There is a huge improvement in average latency now but some requests experience
worse latency than before due to the added overhead of caching. The cache
stampede is visible too as the spikes in the concurrency graph. If generating
the landing page requires significant resources then the spikes may be
prohibitive.

To reduce the number of concurrent workers, a barrier can be used to
synchronize generating the landing page.

.. code-block:: python
   :emphasize-lines: 1,2,3

   @cache.memoize(expire=0)
   @dc.barrier(cache, dc.Lock)
   @cache.memoize(expire=1)
   def generate_landing_page():
       time.sleep(0.2)

The double-checked locking uses two memoization decorators to optimistically
look up the cached result before locking. With `expire` set to zero, the
cache's get-operation is performed but the set-operation is skipped. Only the
inner-nested memoize decorator will update the cache.

.. image:: _static/synchronized-locking.png

The number of concurrent workers is now greatly improved. Rather than having
ten workers all attempt to generate the same result, a single worker generates
the result and the other ten benefit. The maximum latency has increased however
as three layers of caching and locking wrap the function.

Ideally, the system would anticipate the pending expiration of the cached item
and would recompute the result in a separate thread of execution. Coordinating
recomputation would be a function of the number of workers, the expiration
time, and the duration of computation. Fortunately, Vattani, et al. published
the solution in "Optimal Probabilistic Cache Stampede Prevention" in 2015.

.. code-block:: python
   :emphasize-lines: 1

   @dc.memoize_stampede(cache, expire=1)
   def generate_landing_page():
       time.sleep(0.2)

Early probabilistic recomputation uses a random number generator to simulate a
cache miss prior to expiration. The new result is then computed in a separate
thread while the cached result is returned to the caller. When the cache item
is missing, the result is computed and cached synchronously.

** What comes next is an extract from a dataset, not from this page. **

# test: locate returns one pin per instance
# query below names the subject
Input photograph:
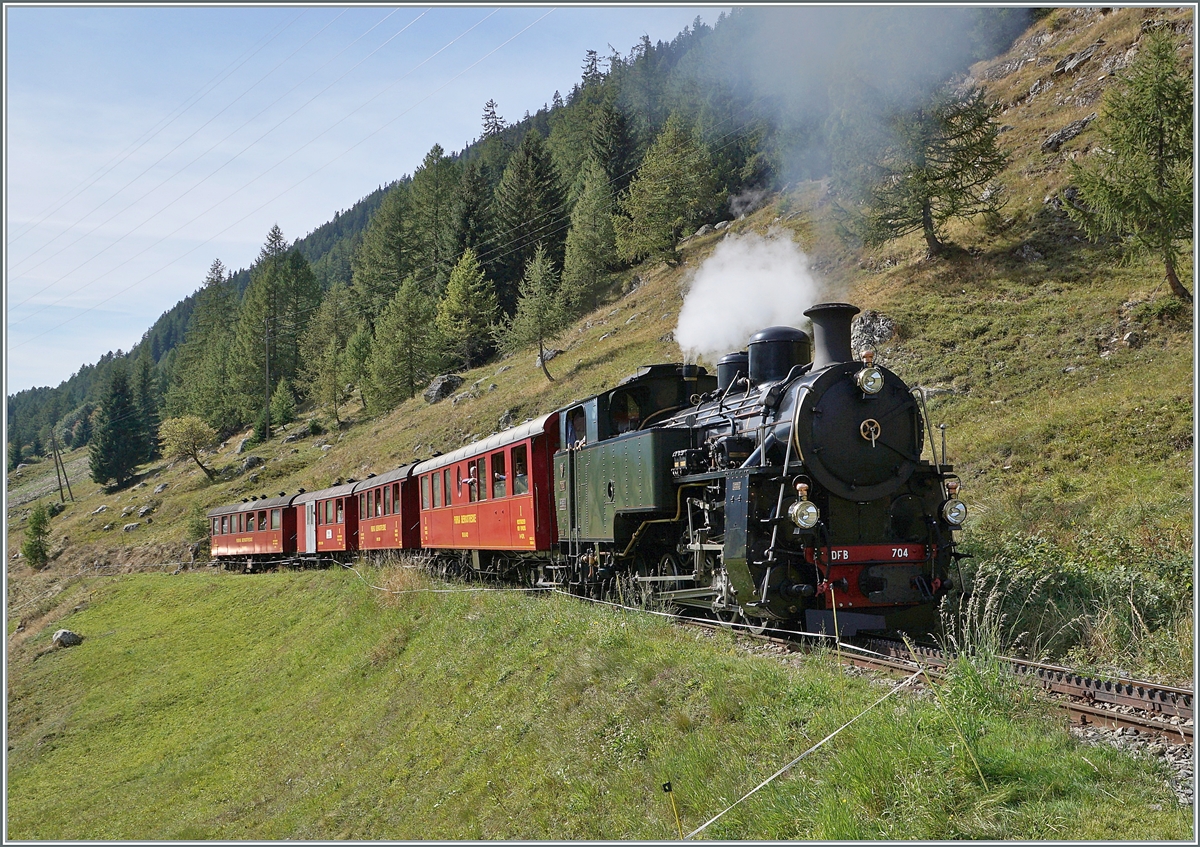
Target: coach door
(310, 527)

.. image:: _static/early-recomputation.png

The latency is now its theoretical best. An initial warmup execution takes two
hundred milliseconds and the remaining calls all return immediately from the
cache. Behind the scenes, separate threads of execution are recomputing the
result of workers and updating the cache. The concurrency graph shows a nearly
constant stream of workers recomputing the function's result.

.. code-block:: python
   :emphasize-lines: 1

   @dc.memoize_stampede(cache, expire=1, beta=0.5)
   def generate_landing_page():
       time.sleep(0.2)

Vattani described an additional parameter, :math:`\beta`, which could be used
to tune the eagerness of recomputation. As the number and frequency of
concurrent worker calls increases, eagerness can be lessened by decreasing the
:math:`\beta` parameter. The default value of :math:`\beta` is one, and above
it is set to half.

.. image:: _static/early-recomputation-05.png

Latency is now still its theoretical best while the worker load has decreased
significantly. The likelihood of simulated cache misses is now half what it was
before. The value was determined through experimentation.

.. code-block:: python
   :emphasize-lines: 1

   @dc.memoize_stampede(cache, expire=1, beta=0.3)
   def generate_landing_page():
       time.sleep(0.2)

Lets see what happens when :math:`\beta` is set too low.

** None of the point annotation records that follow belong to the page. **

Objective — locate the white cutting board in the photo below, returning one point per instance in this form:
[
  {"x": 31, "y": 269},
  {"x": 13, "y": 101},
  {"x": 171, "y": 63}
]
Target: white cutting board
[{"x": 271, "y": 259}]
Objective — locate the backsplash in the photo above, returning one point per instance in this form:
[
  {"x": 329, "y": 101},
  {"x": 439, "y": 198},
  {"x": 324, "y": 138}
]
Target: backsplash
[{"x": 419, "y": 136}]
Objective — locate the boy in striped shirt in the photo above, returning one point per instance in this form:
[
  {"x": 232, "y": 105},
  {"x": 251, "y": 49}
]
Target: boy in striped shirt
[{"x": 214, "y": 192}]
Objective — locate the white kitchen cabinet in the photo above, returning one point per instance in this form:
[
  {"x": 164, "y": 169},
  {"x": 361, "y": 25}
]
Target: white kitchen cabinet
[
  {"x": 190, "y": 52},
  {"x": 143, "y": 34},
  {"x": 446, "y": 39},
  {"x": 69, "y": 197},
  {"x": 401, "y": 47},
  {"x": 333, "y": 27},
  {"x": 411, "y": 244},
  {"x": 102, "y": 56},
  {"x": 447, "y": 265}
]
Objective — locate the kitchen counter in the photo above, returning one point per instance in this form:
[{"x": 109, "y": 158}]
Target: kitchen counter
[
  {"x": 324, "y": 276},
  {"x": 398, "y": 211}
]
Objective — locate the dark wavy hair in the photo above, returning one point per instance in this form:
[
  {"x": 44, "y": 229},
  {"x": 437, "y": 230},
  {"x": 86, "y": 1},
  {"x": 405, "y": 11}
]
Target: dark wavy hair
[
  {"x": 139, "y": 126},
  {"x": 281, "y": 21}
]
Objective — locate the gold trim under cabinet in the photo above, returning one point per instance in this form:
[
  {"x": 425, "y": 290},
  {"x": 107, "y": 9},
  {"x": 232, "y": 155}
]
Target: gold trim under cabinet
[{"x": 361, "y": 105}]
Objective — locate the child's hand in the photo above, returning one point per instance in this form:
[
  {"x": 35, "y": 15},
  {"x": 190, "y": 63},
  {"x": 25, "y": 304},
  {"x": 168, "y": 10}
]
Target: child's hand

.. image:: _static/early-recomputation-03.png

When set too low, the cache item expires before a new value is recomputed. The
real cache miss then causes the workers to synchronously recompute the landing
page and cache the result. With no barrier in place, eleven workers cause a
cache stampede. The eleven workers are composed of ten synchronous workers and
one in a background thread. The best way to customize :math:`\beta` is through
experimentation, otherwise the default is reasonable.

:doc:`DiskCache <index>` provides data types and recipes for memoization and
mitigation of cache stampedes. The decorators provided are composable for a
variety of scenarios. The best way to get started is with the :doc:`tutorial`.